The Pakistan Cricket Board (PCB) has launched a programme aimed at educating its cricketers and officials to stay clear of corruption in the game and maintaining appropriate standards of conduct on and off the field.
"We have held lectures for all the regional teams including coaches who are part of the domestic structure and also for the national under-19 and A team players and support staff," former wicketkeeper Wasim Bari, who heads the programme, told Reuters.
The participants were given lectures on the ICC's anti-corruption code and the PCB code of conduct. "We are also telling them how to behave in a dressing room, how to interact with strangers and outsiders and how to avoid getting lured into corrupt practices," Bari said. "We are preparing them for international cricket."
Salman Butt, Mohammad Asif and Mohammad Amir, who are currently serving minimum five-year bans from the ICC's anti-corruption tribunal for their role in a spot-fixing scandal during last year's tour to England, were not allowed to take part in the programme. One of the steps for their rehabilitation in the verdicts was their involvement in such programmes.
"Since they have appealed against their bans the matter is technically sub-judice," said Bari. "So we can't involve them at the moment."
Lectures were delivered in Urdu and a manual based on the ICC anti-corruption code and the PCB's own code of conduct in Urdu was also distributed. The PCB also plans to hire foreign experts to give future lectures.
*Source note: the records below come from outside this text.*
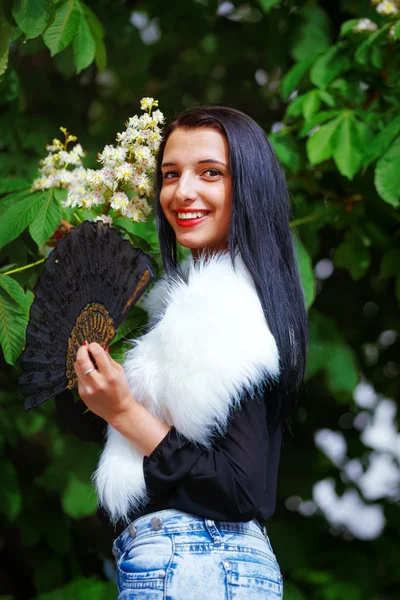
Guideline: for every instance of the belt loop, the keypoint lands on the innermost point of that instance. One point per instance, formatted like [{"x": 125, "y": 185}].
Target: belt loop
[{"x": 213, "y": 531}]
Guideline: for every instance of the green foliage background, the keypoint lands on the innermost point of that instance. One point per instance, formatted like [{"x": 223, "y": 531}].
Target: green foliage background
[{"x": 328, "y": 98}]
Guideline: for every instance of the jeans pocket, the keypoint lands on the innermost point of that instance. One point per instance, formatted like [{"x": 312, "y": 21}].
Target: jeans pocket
[
  {"x": 144, "y": 565},
  {"x": 251, "y": 580}
]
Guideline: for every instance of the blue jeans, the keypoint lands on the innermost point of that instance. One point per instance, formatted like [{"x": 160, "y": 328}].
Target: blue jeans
[{"x": 172, "y": 555}]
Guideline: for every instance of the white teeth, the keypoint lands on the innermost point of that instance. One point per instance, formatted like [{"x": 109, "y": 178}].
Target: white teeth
[{"x": 193, "y": 215}]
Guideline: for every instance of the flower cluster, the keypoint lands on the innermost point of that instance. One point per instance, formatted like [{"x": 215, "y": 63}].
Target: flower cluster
[
  {"x": 54, "y": 170},
  {"x": 364, "y": 25},
  {"x": 387, "y": 8},
  {"x": 124, "y": 183}
]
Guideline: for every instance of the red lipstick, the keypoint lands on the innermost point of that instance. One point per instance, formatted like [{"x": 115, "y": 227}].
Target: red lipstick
[{"x": 189, "y": 222}]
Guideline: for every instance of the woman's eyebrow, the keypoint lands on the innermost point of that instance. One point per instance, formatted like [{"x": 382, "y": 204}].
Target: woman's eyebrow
[{"x": 204, "y": 160}]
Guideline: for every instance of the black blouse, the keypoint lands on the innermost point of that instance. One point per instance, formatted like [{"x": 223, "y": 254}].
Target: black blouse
[{"x": 234, "y": 480}]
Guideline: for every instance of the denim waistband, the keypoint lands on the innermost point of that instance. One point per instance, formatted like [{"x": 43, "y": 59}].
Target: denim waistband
[{"x": 175, "y": 521}]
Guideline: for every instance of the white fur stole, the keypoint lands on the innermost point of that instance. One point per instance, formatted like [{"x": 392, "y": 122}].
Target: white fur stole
[{"x": 208, "y": 344}]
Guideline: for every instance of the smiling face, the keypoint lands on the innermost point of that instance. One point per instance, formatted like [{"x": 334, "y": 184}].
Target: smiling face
[{"x": 197, "y": 187}]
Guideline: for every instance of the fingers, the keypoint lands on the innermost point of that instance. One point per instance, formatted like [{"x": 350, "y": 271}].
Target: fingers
[
  {"x": 83, "y": 362},
  {"x": 102, "y": 358}
]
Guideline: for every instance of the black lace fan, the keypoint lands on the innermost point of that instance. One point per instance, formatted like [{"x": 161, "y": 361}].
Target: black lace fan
[{"x": 90, "y": 282}]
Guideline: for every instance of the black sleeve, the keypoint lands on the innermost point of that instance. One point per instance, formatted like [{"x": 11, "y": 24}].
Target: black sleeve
[{"x": 228, "y": 478}]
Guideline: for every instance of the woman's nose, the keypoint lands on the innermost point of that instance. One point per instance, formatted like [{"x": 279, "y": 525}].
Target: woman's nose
[{"x": 186, "y": 189}]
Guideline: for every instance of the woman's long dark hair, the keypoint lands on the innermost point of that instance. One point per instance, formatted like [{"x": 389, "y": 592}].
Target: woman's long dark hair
[{"x": 260, "y": 230}]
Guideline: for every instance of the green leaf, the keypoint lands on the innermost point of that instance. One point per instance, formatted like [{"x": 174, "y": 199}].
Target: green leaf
[
  {"x": 8, "y": 184},
  {"x": 84, "y": 45},
  {"x": 353, "y": 255},
  {"x": 311, "y": 104},
  {"x": 387, "y": 175},
  {"x": 397, "y": 288},
  {"x": 295, "y": 108},
  {"x": 46, "y": 220},
  {"x": 101, "y": 55},
  {"x": 396, "y": 31},
  {"x": 19, "y": 215},
  {"x": 381, "y": 142},
  {"x": 346, "y": 28},
  {"x": 317, "y": 119},
  {"x": 363, "y": 52},
  {"x": 306, "y": 272},
  {"x": 10, "y": 495},
  {"x": 349, "y": 143},
  {"x": 330, "y": 65},
  {"x": 329, "y": 353},
  {"x": 33, "y": 16},
  {"x": 16, "y": 292},
  {"x": 327, "y": 98},
  {"x": 79, "y": 499},
  {"x": 266, "y": 5},
  {"x": 319, "y": 144},
  {"x": 5, "y": 38},
  {"x": 287, "y": 151},
  {"x": 293, "y": 77},
  {"x": 97, "y": 31},
  {"x": 312, "y": 35},
  {"x": 390, "y": 263},
  {"x": 64, "y": 27},
  {"x": 14, "y": 316}
]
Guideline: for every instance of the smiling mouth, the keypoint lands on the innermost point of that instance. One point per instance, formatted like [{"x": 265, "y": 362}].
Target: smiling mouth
[
  {"x": 190, "y": 221},
  {"x": 187, "y": 216}
]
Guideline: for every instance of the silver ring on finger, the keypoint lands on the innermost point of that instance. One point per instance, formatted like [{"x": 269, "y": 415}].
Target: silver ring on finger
[{"x": 89, "y": 371}]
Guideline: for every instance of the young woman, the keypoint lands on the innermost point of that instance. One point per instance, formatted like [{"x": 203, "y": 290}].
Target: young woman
[{"x": 197, "y": 411}]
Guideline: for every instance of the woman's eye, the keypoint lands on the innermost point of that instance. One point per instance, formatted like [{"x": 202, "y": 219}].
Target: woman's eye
[
  {"x": 169, "y": 174},
  {"x": 213, "y": 172}
]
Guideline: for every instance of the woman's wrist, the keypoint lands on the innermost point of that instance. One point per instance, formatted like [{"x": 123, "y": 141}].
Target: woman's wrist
[{"x": 140, "y": 427}]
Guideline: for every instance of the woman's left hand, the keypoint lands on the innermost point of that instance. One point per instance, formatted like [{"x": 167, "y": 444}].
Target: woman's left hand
[{"x": 105, "y": 390}]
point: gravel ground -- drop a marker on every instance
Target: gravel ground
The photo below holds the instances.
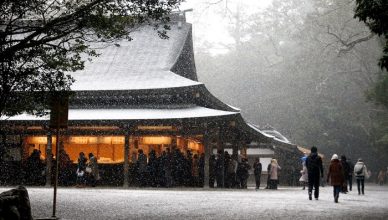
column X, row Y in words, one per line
column 189, row 203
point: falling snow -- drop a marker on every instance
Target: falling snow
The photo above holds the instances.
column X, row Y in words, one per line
column 188, row 203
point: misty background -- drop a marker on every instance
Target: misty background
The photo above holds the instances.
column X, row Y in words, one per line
column 303, row 67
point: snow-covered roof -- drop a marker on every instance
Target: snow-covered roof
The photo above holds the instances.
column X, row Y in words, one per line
column 143, row 63
column 259, row 131
column 133, row 114
column 277, row 135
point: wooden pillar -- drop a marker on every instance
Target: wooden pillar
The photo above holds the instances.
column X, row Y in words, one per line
column 221, row 146
column 235, row 145
column 126, row 159
column 208, row 150
column 48, row 159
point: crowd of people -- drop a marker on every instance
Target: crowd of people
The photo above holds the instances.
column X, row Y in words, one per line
column 171, row 168
column 35, row 170
column 340, row 174
column 175, row 168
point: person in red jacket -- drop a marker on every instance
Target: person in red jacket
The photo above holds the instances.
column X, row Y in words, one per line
column 335, row 176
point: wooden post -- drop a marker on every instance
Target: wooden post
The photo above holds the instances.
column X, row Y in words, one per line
column 126, row 160
column 208, row 149
column 221, row 146
column 48, row 159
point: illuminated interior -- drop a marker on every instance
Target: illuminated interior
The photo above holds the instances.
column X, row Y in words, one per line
column 110, row 149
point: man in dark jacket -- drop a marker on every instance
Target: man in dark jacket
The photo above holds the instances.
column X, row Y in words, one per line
column 315, row 171
column 346, row 170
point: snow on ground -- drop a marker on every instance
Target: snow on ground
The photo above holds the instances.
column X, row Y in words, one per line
column 189, row 203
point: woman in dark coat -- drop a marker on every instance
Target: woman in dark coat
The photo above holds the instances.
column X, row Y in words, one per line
column 336, row 176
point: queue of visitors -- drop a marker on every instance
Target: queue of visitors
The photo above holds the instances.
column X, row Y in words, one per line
column 175, row 168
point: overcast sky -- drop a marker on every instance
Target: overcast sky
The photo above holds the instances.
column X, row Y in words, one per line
column 210, row 21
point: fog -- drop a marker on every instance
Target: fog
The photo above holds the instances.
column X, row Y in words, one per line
column 302, row 67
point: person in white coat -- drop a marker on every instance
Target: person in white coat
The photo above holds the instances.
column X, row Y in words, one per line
column 360, row 172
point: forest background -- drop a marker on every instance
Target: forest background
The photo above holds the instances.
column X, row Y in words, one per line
column 307, row 68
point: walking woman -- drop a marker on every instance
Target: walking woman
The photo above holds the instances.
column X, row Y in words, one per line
column 335, row 176
column 274, row 178
column 81, row 167
column 360, row 172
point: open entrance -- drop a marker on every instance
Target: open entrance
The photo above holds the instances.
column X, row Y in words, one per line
column 109, row 151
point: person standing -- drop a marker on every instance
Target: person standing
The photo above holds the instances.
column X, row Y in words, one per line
column 257, row 171
column 94, row 173
column 212, row 170
column 360, row 172
column 243, row 172
column 195, row 171
column 81, row 169
column 346, row 170
column 350, row 174
column 315, row 171
column 268, row 175
column 336, row 176
column 142, row 168
column 273, row 176
column 304, row 175
column 64, row 167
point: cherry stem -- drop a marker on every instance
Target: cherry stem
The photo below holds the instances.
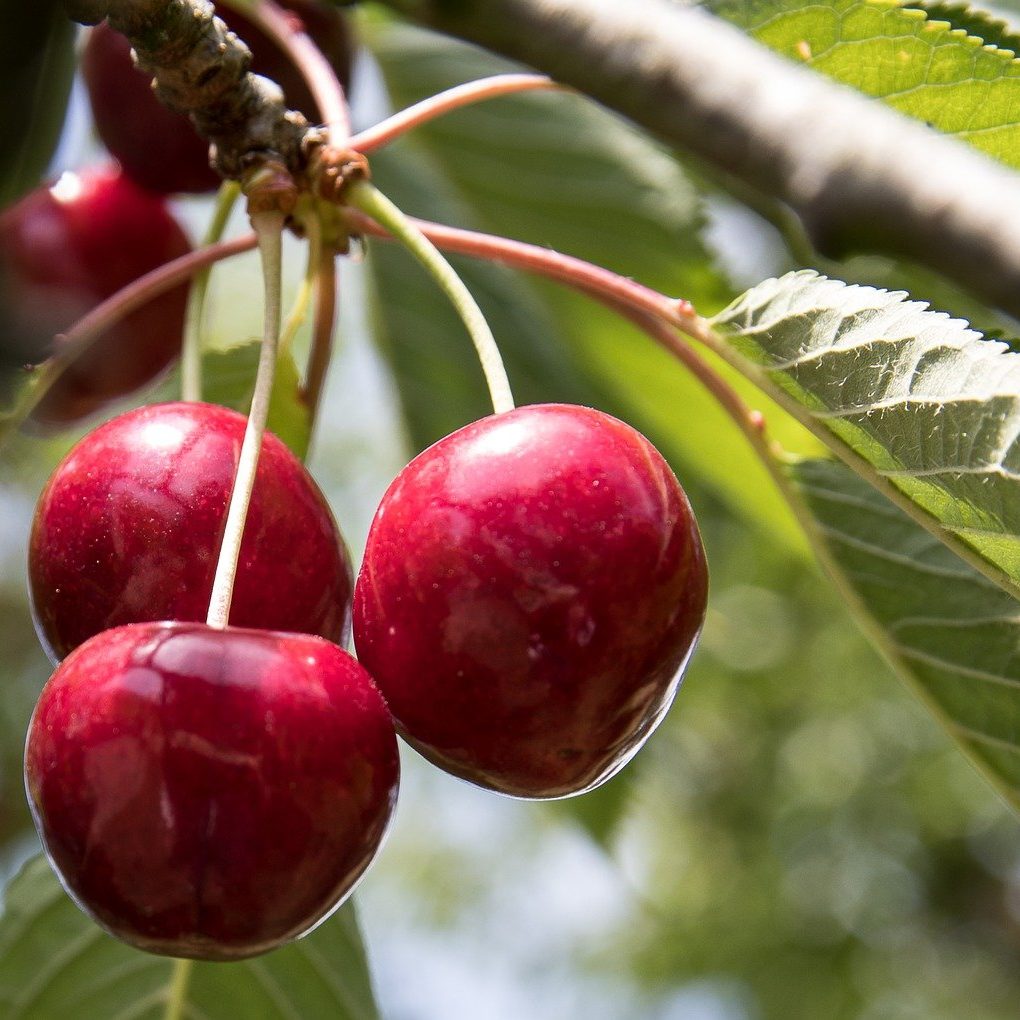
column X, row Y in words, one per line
column 299, row 308
column 443, row 102
column 91, row 326
column 369, row 200
column 177, row 992
column 322, row 329
column 191, row 353
column 657, row 314
column 556, row 265
column 269, row 231
column 283, row 28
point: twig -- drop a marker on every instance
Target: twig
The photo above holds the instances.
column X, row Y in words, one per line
column 859, row 175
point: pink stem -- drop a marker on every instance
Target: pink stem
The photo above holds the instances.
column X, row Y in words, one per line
column 657, row 314
column 444, row 102
column 143, row 290
column 286, row 30
column 551, row 263
column 91, row 326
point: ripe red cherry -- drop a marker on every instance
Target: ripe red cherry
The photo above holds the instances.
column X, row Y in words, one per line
column 65, row 248
column 161, row 150
column 210, row 794
column 130, row 525
column 532, row 588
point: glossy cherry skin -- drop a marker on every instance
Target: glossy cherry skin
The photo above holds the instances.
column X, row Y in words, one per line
column 160, row 149
column 210, row 794
column 129, row 529
column 532, row 588
column 65, row 248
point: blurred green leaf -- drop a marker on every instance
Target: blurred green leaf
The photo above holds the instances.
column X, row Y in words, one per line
column 435, row 366
column 54, row 962
column 950, row 632
column 578, row 180
column 927, row 66
column 37, row 63
column 974, row 21
column 930, row 408
column 228, row 378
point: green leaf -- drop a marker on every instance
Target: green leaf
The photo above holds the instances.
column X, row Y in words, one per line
column 972, row 20
column 925, row 408
column 228, row 378
column 37, row 64
column 923, row 66
column 55, row 962
column 559, row 171
column 951, row 633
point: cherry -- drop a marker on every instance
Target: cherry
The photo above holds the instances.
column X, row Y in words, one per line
column 65, row 248
column 532, row 588
column 210, row 794
column 129, row 529
column 161, row 150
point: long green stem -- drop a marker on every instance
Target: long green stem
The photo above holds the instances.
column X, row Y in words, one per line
column 322, row 330
column 680, row 314
column 177, row 996
column 369, row 200
column 268, row 228
column 191, row 354
column 299, row 309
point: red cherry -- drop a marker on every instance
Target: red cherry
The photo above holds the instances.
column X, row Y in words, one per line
column 210, row 794
column 161, row 150
column 129, row 529
column 532, row 588
column 63, row 250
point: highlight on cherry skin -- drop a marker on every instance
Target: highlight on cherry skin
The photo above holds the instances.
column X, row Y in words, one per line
column 63, row 249
column 129, row 529
column 210, row 794
column 532, row 588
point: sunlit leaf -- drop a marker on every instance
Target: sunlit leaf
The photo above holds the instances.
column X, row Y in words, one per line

On Wednesday the PCB also introduced stricter regulations for agents wishing to represent their players commercially, a consequence of the alleged misdeeds of player-agent Mazhar Majeed in the scandal that saw Asif, Amir and Butt punished.
The developments are part of initiatives recommended to the board by the ICC's task force on Pakistan. Last October, in the immediate aftermath of the spot-fixing scandal, a concerned ICC had recommended a series of remedial measures for the PCB to implement in an effort to clean up the game in Pakistan.
The task force, headed by ECB chairman Giles Clarke, was deputed to work with the PCB in the implementation.